25 Years - A Tale of a Magazine, and of an Industry

When this publication was launched in November 1986 as FBO magazine, we ran an article announcing the sale of the Pal-Waukee Airport north of O’Hare International by the Priester family to the surrounding cities of Wheeling and Prospect Heights, IL...


When this publication was launched in November 1986 as FBO magazine, we ran an article announcing the sale of the Pal-Waukee Airport north of O’Hare International by the Priester family to the surrounding cities of Wheeling and Prospect Heights, IL. Today called Chicago Executive Airport, it still has as a tenant Priester Aviation, which is now a global charter operator.

I recently visited with Charlie Priester, 73, who subsequently sold his fixed base operation to Signature Flight Support, with whom he is now a subtenant. Of the changes over the past 25 years Priester comments, “The equipment has changed, but the industry is the same — it’s still people doing business with people. One thing you can never replace is a minute in time.”

He adds that his family’s philosophy through the years — “It’s all about the customer” — has not changed, a fact he points out that many airports are learning firsthand in today’s airline environment. “If you keep your eye on the ball as it relates to the customer, it will drive your future plans.”

Not long after, I met Don Campion of Banyan Air Service at Fort Lauderdale Executive Airport (FXE). He was a maintenance guy operating out of a leased lean-to, and was driven, as was I as the new editor of a magazine, canvassing airports around the U.S. and trying to understand who the players were, and what the business of airports was about.

I had gotten my start in the business as the communications manager for the National Air Transportation Association, which is where the publishers of this magazine had found me.

Don Campion wasn’t a player yet; he was a wanna be. Like so many other impassioned people in aviation, it wasn’t about flying the airplane, it was about making airplanes happen. Like avionics guys; like repair station guys; like airport directors.

Today, Banyan Air Service is a first-class operation with the amenities that the fractional revolution wrought.

People like Charlie Priester and Don Campion are good starting points for a story about the industry for the past 25 years, if for no other reason than they represent the spirit of entrepreneurialism so rampant in the history of this industry, and both reflect how much has changed over that timespan.

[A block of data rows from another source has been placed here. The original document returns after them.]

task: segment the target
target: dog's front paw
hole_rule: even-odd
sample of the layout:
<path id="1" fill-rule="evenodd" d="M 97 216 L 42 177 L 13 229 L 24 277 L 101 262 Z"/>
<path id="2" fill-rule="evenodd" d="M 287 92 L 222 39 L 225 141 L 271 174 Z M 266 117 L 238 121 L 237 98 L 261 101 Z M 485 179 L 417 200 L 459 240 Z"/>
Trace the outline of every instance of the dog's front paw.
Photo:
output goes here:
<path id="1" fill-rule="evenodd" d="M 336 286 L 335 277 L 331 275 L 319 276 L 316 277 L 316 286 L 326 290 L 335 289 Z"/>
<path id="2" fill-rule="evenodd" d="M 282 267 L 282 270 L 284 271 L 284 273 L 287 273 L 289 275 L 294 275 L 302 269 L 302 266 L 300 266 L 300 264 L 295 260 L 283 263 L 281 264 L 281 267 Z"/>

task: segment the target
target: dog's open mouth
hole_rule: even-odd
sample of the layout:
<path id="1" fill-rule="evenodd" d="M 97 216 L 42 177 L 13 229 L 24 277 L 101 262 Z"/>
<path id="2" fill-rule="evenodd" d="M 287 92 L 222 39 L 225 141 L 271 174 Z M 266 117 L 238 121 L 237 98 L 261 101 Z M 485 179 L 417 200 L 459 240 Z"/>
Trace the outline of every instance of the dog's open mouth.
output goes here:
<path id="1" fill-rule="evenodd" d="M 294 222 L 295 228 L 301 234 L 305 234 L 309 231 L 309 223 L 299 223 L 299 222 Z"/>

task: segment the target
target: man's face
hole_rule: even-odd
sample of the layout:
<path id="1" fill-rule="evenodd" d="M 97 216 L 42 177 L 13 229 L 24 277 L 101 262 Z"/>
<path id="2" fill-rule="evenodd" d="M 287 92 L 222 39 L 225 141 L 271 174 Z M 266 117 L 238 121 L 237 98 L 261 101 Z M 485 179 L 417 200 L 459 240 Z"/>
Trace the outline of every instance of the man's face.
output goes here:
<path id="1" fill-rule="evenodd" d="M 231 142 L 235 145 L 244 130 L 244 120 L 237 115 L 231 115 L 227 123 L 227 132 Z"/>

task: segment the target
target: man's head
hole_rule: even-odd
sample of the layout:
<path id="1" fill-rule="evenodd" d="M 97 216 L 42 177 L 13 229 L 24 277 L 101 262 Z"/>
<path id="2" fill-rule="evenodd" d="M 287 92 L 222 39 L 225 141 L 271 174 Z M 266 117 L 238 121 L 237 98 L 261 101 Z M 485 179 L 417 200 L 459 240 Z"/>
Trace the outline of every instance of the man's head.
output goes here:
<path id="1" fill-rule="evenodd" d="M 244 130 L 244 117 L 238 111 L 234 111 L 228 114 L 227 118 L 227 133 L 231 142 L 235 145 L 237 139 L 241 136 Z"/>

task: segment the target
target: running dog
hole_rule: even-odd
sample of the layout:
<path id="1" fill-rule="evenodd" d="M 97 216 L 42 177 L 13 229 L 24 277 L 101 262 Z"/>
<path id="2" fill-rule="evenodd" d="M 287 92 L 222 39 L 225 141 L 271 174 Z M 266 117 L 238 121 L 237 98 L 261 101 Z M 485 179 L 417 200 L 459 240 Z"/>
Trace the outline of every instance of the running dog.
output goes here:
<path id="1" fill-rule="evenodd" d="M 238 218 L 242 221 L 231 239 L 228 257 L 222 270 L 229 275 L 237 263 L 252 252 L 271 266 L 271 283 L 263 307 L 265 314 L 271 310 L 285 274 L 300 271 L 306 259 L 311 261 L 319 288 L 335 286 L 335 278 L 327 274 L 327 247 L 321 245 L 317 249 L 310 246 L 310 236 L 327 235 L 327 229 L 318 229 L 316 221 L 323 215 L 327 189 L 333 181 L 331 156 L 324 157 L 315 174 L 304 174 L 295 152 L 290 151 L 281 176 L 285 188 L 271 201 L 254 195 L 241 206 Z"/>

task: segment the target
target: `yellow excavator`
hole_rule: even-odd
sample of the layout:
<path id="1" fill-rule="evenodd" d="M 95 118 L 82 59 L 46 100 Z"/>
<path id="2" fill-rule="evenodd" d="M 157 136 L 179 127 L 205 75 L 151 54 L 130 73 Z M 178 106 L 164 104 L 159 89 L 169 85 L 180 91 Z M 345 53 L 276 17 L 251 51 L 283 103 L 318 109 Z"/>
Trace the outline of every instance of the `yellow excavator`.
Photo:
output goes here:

We started this magazine, then FBO, in 1986 and the goal was to help aviation businesses (tenants) become better at what they do, particularly by learning from the successes of others as told in this magazine. The idea got traction. An early reader wrote us at the time that we may have come along at the right time and that it potentially could save his business. We grabbed onto that concept. Remember, the late ‘80s and early ‘90s were not pretty for the business of fixed base operators. The recession of 1991/92 was not a welcome visitor.

Then the world began to change — at least, for the world of tenant operations and the airports on which they resided.

In 1991 we acquired our competitor Airport Services (nee: Airport Services Management) magazine and began to learn about the commercial aviation/airport management side of the business. Along the way we came to recognize that the world of airports in the U.S. was changing, and that recognition ultimately led to the merging of the two magazines, FBO and Airport Services, into AIRPORT BUSINESS.

USTs; tenant leases

In the mid-1980s, the Sunday night TV show ‘60 Minutes’ aired a program on leaking underground storage tanks (USTs). The story focused on a gas station and its leaking tanks that were contaminating a community’s underground aquifer, and thus its water supply. Back in the day ‘60 Minutes’ had the ability to cause the nation to “talk” on Monday morning, and that was no more true than the story about leaking USTs. In a heartbeat, the Environmental Protection Agency was proposing radical regulations (at the time) for attacking the problem.